In his Astronomia nova (1609), Johannes Kepler proposed an attractive force of limited radius between any "kindred" bodies:
Gravity is a mutual corporeal disposition among kindred bodies to unite or join together; thus the earth attracts a stone much more than the stone seeks the earth. (The magnetic faculty is another example of this sort).... If two stones were set near one another in some place in the world outside the sphere of influence of a third kindred body, these stones, like two magnetic bodies, would come together in an intermediate place, each approaching the other by a space proportional to the bulk [moles] of the other....
Kepler claimed that if the Earth and Moon were not held apart by some force they would come together. He recognized that mechanical forces cause action, resulting in a more modern view of planetary motion, in his view a celestial machine.

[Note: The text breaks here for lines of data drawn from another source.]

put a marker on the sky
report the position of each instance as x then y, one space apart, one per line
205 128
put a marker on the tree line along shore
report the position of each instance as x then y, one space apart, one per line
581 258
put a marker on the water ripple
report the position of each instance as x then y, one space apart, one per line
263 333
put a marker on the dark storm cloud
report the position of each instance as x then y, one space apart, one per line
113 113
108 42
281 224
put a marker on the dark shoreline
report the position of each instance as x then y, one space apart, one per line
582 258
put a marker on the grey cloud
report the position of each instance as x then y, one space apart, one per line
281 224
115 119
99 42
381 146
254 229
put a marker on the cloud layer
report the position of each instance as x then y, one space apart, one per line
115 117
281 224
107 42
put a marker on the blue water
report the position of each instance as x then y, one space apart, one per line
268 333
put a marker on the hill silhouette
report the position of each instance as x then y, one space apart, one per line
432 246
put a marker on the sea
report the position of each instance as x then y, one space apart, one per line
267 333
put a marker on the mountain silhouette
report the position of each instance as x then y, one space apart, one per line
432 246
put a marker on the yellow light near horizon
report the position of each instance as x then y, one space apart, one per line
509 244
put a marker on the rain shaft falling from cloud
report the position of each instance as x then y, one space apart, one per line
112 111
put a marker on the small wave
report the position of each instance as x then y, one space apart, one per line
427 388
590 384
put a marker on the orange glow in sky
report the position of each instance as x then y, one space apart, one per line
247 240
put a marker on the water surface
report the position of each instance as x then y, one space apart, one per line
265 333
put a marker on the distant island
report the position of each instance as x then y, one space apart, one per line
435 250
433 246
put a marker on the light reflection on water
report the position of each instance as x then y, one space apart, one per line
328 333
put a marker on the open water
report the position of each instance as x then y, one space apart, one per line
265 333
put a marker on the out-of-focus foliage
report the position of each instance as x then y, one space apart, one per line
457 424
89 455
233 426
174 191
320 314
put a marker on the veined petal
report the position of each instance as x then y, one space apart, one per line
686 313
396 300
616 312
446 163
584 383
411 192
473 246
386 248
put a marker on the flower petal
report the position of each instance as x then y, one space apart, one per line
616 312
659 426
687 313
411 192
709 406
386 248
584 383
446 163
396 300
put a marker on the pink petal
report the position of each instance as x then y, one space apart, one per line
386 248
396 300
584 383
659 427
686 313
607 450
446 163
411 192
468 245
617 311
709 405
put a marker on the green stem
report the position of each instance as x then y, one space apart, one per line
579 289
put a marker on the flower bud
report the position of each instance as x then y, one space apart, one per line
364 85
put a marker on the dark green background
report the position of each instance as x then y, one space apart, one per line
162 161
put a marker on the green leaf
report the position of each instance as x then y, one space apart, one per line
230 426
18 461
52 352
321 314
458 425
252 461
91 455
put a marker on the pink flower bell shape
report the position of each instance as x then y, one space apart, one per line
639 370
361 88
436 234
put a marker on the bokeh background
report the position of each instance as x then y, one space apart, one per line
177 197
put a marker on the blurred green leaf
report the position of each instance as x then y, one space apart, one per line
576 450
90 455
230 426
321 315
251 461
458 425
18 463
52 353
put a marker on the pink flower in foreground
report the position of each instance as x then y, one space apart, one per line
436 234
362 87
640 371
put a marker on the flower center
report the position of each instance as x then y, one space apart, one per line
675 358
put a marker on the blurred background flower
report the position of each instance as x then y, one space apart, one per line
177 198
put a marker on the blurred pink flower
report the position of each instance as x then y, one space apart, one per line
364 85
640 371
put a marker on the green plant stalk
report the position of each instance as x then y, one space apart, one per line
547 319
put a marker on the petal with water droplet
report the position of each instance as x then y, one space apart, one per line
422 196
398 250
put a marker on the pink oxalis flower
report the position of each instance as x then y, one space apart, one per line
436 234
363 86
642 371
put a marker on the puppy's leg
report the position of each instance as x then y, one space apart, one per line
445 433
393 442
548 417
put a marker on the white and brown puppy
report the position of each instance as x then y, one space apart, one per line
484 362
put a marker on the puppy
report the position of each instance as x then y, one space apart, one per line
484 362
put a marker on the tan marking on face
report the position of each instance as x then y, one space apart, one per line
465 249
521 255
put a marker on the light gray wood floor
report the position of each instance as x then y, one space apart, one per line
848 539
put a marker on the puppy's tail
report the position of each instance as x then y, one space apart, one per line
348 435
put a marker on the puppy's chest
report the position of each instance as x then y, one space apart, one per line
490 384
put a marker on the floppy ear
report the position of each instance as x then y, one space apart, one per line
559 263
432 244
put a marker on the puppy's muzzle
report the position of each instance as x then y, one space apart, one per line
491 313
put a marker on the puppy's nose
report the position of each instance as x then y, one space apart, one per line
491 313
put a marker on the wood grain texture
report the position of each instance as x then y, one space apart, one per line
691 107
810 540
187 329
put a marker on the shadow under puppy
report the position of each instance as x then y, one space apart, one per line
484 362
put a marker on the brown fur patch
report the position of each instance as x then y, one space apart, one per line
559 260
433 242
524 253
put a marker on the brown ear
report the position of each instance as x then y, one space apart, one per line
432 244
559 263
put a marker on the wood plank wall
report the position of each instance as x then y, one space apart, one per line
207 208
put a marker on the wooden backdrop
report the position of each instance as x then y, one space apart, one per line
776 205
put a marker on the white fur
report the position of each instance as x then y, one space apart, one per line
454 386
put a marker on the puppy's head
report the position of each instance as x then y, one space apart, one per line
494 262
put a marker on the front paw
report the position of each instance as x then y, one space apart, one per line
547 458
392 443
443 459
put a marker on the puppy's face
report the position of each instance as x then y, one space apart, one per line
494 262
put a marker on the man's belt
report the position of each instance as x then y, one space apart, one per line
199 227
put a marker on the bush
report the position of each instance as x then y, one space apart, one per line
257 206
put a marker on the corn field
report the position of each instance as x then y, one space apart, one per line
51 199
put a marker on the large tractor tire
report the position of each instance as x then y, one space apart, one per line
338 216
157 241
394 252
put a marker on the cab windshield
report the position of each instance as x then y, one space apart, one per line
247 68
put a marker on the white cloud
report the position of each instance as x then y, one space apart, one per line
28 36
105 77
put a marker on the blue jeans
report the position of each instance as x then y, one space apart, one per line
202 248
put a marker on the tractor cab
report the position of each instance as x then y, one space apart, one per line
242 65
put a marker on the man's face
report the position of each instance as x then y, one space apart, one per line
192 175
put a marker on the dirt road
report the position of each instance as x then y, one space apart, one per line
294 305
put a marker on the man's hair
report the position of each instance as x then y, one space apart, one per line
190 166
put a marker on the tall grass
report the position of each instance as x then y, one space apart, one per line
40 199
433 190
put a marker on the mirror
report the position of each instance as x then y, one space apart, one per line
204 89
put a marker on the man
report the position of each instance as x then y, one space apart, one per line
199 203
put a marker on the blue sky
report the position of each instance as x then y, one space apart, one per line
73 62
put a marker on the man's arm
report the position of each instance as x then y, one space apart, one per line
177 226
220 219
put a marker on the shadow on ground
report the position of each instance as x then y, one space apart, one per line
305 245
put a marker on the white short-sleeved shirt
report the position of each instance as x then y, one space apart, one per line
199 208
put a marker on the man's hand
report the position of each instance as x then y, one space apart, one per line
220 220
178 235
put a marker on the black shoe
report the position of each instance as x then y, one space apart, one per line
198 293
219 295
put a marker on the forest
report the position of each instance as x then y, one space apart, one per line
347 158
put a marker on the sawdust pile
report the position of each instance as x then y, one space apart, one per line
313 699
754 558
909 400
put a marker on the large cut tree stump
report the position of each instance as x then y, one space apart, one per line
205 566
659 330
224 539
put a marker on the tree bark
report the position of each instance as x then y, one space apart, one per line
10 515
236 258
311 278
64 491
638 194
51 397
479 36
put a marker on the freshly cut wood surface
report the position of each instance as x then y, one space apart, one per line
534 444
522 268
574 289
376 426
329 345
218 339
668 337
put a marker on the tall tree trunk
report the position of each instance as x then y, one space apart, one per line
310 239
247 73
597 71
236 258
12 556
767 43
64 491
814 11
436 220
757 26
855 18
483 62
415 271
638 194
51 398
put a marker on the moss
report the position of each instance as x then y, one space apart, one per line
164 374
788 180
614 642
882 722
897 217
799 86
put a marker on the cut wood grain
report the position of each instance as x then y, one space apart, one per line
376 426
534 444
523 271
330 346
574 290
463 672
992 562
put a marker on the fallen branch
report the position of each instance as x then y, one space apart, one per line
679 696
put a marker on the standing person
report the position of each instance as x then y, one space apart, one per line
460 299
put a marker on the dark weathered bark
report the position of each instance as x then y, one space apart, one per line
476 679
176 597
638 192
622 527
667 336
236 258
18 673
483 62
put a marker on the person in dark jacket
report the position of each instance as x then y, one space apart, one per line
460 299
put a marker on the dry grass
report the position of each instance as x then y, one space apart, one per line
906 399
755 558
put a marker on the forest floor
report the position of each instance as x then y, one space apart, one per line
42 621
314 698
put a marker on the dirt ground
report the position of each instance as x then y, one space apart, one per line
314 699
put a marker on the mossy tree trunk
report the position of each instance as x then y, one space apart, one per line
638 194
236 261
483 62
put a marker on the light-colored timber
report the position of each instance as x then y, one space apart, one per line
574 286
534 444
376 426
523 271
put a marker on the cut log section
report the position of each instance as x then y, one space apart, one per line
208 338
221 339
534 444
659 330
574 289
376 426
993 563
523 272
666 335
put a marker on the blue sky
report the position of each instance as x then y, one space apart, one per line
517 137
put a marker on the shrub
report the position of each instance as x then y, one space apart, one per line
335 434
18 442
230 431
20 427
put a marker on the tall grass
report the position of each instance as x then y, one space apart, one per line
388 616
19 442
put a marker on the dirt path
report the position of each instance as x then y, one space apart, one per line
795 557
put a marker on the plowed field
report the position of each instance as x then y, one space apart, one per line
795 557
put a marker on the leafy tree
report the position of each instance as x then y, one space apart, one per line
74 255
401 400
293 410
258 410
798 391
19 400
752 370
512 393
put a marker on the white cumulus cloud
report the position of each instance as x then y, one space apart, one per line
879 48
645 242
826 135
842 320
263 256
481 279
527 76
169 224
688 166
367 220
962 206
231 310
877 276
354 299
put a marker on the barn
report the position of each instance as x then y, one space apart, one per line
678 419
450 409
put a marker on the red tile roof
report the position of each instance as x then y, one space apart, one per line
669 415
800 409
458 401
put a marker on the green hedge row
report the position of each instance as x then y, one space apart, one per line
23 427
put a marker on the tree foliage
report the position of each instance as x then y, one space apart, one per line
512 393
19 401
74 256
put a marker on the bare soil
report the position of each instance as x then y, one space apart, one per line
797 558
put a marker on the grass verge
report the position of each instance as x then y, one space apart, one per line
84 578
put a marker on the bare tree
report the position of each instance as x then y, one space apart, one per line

On the other hand Kepler viewed the force of the Sun on the planets as magnetic and acting tangential to their orbits and he assumed with Aristotle that inertia meant objects tend to come to rest.

=== Giovanni Borelli ===

In 1666, Giovanni Alfonso Borelli avoided the key problems that limited Kepler. By Borelli's time the concept of inertia had its modern meaning as the tendency of objects to remain in uniform motion and he viewed the Sun as just another heavenly body. Borelli developed the idea of mechanical equilibrium, a balance between inertia and gravity. Newton cited Borelli's influence on his theory.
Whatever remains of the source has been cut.